A key component of any well-designed Android app is the toolbar. The toolbar includes actions that the user can take, provides an additional mechanism for navigation, and also provides design consistency and branding.
In this chapter, you will create a menu for CriminalIntent that will be displayed in the toolbar. This menu will have an action item that lets users add a new crime. You will also enable the Up button in the toolbar (Figure 13.1).
The toolbar component was added to Android in Android 5.0 (Lollipop). Prior to Lollipop, the action bar was the recommended component for navigation and actions within an app.
The action bar and toolbar are very similar components. The toolbar builds on top of the action bar. It has a tweaked UI and is more flexible in the ways that you can use it.
CriminalIntent supports API 19 and newer, which means that you cannot use the native toolbar on all supported versions of Android. Luckily, the toolbar has been back-ported to the AppCompat library. The AppCompat library allows you to provide a Lollipop’d toolbar on any version of Android back to API 9 (Android 2.3).
You are already using the AppCompat library. As of this writing, new projects come with it automatically.

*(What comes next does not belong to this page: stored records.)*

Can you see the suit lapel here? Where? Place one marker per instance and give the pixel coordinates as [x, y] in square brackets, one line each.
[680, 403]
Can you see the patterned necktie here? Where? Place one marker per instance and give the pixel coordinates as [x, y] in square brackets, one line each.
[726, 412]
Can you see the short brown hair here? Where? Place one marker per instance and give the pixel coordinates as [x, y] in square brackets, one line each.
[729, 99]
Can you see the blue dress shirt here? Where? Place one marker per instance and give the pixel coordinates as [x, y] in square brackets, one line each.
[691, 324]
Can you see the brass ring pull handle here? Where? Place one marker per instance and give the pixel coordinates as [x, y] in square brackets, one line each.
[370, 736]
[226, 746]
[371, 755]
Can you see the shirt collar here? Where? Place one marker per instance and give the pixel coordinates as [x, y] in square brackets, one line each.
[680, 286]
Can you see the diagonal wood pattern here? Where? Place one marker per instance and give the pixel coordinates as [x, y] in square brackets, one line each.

But what if you need to add the AppCompat library to a legacy project? AppCompat has a few requirements that you will need to know about.
The AppCompat library requires that you:
add the AppCompat dependency
use one of the AppCompat themes
ensure that all activities are a subclass of AppCompatActivity
In Chapter 7 you added the AppCompat dependency to CriminalIntent. The next step is to ensure that you are using one of AppCompat’s themes. The AppCompat library comes with three themes:
Theme.AppCompat – a dark theme
Theme.AppCompat.Light – a light theme
Theme.AppCompat.Light.DarkActionBar – a light theme with a dark toolbar
The theme for your application is specified at the application level and optionally per activity in your AndroidManifest.xml.
Open AndroidManifest.xml and look at the application tag.
Notice the android:theme
attribute.
You should see something similar to Listing 13.1.
Listing 13.1 The stock manifest (AndroidManifest.xml
)
<application
android:allowBackup="true"
android:icon="@mipmap/ic_launcher"
android:label="@string/app_name"
android:supportsRtl="true"
android:theme="@style/AppTheme" >
The AppTheme is defined in res/values/styles.xml. Open this file and ensure that the parent theme of your AppTheme matches the shaded portion shown in Listing 13.2. For now, do not worry about the attributes inside the theme. You will update those soon.
Listing 13.2 Using an AppCompat theme (res/values/styles.xml
)
<resources>
<style name="AppTheme" parent="Theme.AppCompat.Light.DarkActionBar">
<!-- Customize your theme here. -->
<item name="colorPrimary">@color/colorPrimary</item>
<item name="colorPrimaryDark">@color/colorPrimaryDark</item>
<item name="colorAccent">@color/colorAccent</item>
</style>
</resources>
You will learn much more about styles and themes in Chapter 22.
The final requirement to use the AppCompat library is to ensure that all of your activities subclass AppCompatActivity. You have been using AppCompatActivity since Chapter 7 for the support fragment implementation, so no changes are necessary.
If you have made any updates so far in this chapter, run CriminalIntent and ensure that the app does not crash. You should see something similar to Figure 13.2.